And he understood the peril better than the girl-victim upon whose sand-plastered, draggled condition he now looked with chivalrous pity while he questioned her.
“I was out in a rowboat, alone, on the river when the squall came on; I lost an oar—I hope the other one is in the dory still; they were such pretty oars, all painted over on blades and handles with our Camp Fire symbols—at first I wanted to stand up in the boat and yell and yell—I was so frightened—for it was just frightfully rough; it seemed every minute as if the waves would roll the dory over, topsy-turvy. But I remembered that”—the girl’s voice was still broken and breathless—“that Captain Andy told us Camp Fire Girls that if one of us was ever caught in such a predicament and couldn’t row, the only hope was to flatten oneself to a flounder in the dory’s bottom. Well! I did—and a pretty wet flounder I was.”
“Then that sou’westerly squall swept the boat down the river, I suppose, before the wind shifted round to the east,” suggested Stack. “Were you cast ashore on the Neck?”
“I felt the dory’s bottom touch—then d’you suppose ’twould take me long to flounder out of her?” chuckled the girl. The Morning-Glory spirit, the little touch of humor, though draggled, was reviving in her.
“If it hadn’t been for hearing your voices among the dunes I might have got along all right, for Captain Andy had warned us about quicksands and said ‘they’d fool you,’ so I crept along on all fours, at first, after landing, teetering this way an’ that—you might have taken me for a seal if you’d seen me from a distance!” laughing shakily.

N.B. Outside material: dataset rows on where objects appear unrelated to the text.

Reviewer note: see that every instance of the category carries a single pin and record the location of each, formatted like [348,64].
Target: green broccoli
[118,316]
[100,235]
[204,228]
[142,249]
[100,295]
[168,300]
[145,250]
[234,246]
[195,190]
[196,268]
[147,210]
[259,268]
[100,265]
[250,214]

“But ’twas all so wild and lonely!” with a gasp. “I wanted to get where the voices were. And”—a sudden recollection came to her,—she dimpled mischievously—“I heard you shout to each other about digging—digging for buried treasure—Kenjo told us what the very old man who was hunting hen-clams said about strange coins being picked up near here.... I saw something bright, like silver, flashing after the rain, in the side of that sand-hill there—I thought I might get ahead of you....”
“Where was it?” Stack was up like an arrow; the gold-microbe working in him again as an antidote to the quicksands’ scare. “Can you show me where it was?”
He moistened his lips eagerly.
Morning-Glory, appealed to thus, dragged herself, with his help, to her feet; the eyes which were so like her great-grandfather’s in the old miniature searched gravely the side of the sand-pyramid.
“No, I can’t—see—it—now. Ye-es, I do, though!There it is!” She pointed triumphantly to a sparkle in one of the wind-hollowed grooves of the wet sand-hill.